DESCRIPTION (Adapted from the Applicant's Abstract): Oral epithelia serve as a first line of defense for oral and periodontal health via innate host defense mechanisms. Human gingival epithelial cells (HGECs) express two antimicrobial peptides of the beta-defensin family, human beta-defensin-1 (hBD-1) and -2 (hBD-2) that contribute to innate immune responses. The potential importance of these peptides in oral health and disease susceptibility is only recently beginning to be appreciated. Production of hBD-1 and hBD-2 is stimulated when HGECs are exposed to an oral commensal bacterium, Fusobacterium nucleatum. HBD-1 mRNA is also up regulated by exposure to TNFalpha, an inflammatory mediator, while hBD-1 mRNA is constitutively expressed. These preliminary studies suggest that commensal organisms may be important in maintaining the normal protective barrier function of the oral mucosa in vivo by partial activation of the innate immune system. Several findings or hypotheses are the focus of this project: 1) that expression of beta-defensins is associated with differentiation in oral mucosa; 2) that beta-defensins are regulated by known or novel cell surface receptors, possibly including CD14 and TLRs, 3) that signal transduction via the transcription factor NF kB is critical for hBD-2 mRNA expression, 4) that the pathway for stimulation may differ from that of other host innate immune responses, such as the chemokine IL-8, 5) that new gene expression may be required. The present proposal uses cell and molecular studies to investigate the regulation of expression of beta-defensins in relation to epithelial differentiation, and to identify cell surface receptors and signaling pathways responsible for their expression in response to the oral commensal organism, F. nucleatum. Understanding the signaling pathways and means to enhance peptide expression will have future potential for enhancing antimicrobial peptide expression for prevention and treatment of oral microbial disorders, including periodontal disease, caries, recurrent candidal infections, and oral mucositis.

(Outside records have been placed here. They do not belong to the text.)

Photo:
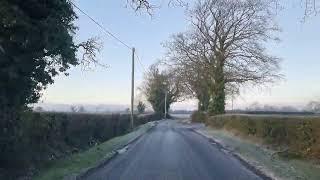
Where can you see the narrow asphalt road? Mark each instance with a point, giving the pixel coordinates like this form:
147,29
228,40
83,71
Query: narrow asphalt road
171,151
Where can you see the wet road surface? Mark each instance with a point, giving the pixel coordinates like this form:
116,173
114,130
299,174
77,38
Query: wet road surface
171,151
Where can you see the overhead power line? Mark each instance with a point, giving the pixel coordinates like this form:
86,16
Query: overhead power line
140,63
103,28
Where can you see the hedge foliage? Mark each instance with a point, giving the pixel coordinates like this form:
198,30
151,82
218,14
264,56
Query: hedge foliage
46,136
300,135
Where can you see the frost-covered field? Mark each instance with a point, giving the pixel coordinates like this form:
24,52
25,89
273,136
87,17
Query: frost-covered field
261,157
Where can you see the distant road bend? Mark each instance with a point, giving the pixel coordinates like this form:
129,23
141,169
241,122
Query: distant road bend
171,151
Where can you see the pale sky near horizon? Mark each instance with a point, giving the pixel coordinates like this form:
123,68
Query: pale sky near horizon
299,48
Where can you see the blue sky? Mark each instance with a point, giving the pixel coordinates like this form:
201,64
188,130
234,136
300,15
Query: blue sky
299,48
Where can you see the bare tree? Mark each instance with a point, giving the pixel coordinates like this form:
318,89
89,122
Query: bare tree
158,85
226,42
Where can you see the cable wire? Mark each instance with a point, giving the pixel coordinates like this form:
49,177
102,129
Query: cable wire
103,28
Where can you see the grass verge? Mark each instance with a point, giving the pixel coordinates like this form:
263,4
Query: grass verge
262,158
77,163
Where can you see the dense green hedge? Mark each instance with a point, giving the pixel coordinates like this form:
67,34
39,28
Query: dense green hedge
300,135
198,117
46,136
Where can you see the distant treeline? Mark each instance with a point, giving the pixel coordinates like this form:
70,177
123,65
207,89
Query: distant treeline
271,112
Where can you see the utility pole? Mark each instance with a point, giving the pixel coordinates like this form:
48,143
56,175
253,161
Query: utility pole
132,87
165,105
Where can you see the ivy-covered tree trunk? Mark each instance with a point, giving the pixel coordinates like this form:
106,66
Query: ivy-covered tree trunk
203,101
217,100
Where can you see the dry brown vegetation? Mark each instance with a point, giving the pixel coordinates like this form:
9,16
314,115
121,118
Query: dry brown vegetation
295,136
44,137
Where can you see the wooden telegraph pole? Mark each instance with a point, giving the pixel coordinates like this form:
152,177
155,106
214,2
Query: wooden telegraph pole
132,87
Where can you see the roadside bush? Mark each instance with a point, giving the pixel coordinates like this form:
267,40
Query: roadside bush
42,137
198,117
299,134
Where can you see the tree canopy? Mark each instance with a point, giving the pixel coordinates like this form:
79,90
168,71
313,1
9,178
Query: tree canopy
36,44
159,84
224,49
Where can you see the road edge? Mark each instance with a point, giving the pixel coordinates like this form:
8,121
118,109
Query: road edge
242,160
105,161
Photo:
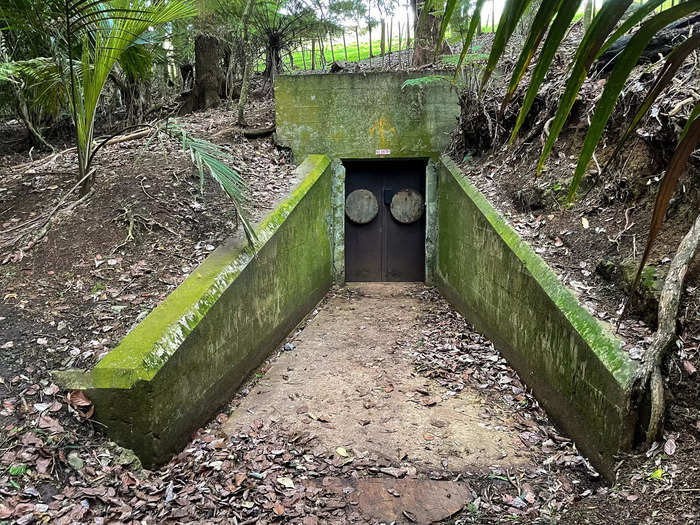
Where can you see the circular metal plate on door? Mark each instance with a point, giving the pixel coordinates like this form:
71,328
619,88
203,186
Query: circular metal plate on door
407,206
361,206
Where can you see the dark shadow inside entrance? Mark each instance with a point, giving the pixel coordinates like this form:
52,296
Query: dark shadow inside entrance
385,220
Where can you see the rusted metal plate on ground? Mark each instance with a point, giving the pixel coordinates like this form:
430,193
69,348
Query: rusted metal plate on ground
398,500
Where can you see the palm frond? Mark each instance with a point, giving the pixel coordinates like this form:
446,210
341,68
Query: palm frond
613,87
690,138
601,25
540,24
213,159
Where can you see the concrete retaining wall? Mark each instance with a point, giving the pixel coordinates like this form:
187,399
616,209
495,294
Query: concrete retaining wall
577,370
173,371
364,115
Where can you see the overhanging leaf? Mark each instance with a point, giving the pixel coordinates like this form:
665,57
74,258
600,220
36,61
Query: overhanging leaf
473,24
512,13
639,14
449,9
556,34
600,27
674,60
540,24
628,60
676,167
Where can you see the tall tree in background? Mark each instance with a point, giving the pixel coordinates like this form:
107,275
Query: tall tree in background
248,57
209,79
588,14
426,30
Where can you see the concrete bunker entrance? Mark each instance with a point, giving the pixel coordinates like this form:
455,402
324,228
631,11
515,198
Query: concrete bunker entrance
385,220
187,358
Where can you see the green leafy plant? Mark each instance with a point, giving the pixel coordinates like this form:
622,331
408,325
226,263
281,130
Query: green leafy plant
18,470
213,159
554,18
104,31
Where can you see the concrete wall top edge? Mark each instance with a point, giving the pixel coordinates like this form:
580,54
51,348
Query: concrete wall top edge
365,115
606,346
145,349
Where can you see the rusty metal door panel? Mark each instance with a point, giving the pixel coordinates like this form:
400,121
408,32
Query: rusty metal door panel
385,249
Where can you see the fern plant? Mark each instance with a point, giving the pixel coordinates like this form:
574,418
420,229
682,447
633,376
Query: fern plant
552,20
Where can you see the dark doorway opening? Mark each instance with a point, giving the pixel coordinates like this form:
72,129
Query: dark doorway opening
385,220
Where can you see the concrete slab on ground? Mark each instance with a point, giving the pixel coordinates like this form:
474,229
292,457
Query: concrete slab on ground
351,383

描述（改编自申请人的摘要）：口腔上皮细胞作为 通过先天宿主防御保护口腔和牙周健康的第一道防线 机制。人牙龈上皮细胞（HGEC）表达两种抗菌剂 β-防御素家族肽、人 β-防御素-1 (hBD-1) 和 -2 (hBD-2) 有助于先天免疫反应。潜在的重要性 这些肽在口腔健康和疾病易感性方面的作用最近才被研究 开始受到赞赏。当以下情况时，会刺激 hBD-1 和 hBD-2 的产生： HGEC 暴露于口腔共生细菌，具核梭杆菌。 HBD-1 mRNA 也会因暴露于 TNFα（一种炎症物质）而上调。 介体，而 hBD-1 mRNA 则组成型表达。这些初步的 研究表明，共生生物可能对于维持 口腔粘膜在体内的正常保护屏障功能通过部分 激活先天免疫系统。一些发现或假设 该项目的重点：1）β-防御素的表达与 口腔粘膜分化； 2）β-防御素受已知的调节 或新的细胞表面受体，可能包括 CD14 和 TLR，3) 通过转录因子 NF kB 进行信号转导对于 hBD-2 至关重要 mRNA 表达，4) 刺激途径可能与 其他宿主先天免疫反应，例如趋化因子 IL-8，5) 可能需要基因表达。本提案使用细胞和分子 β-防御素表达调控的研究 与上皮分化的关系，并识别细胞表面受体 以及负责其表达以响应口腔的信号通路 共生生物，F. nucleatum。了解信号通路和 增强肽表达的方法将具有增强肽表达的未来潜力 抗菌肽表达用于预防和治疗口腔微生物 疾病，包括牙周病、龋齿、复发性念珠菌病 感染和口腔粘膜炎。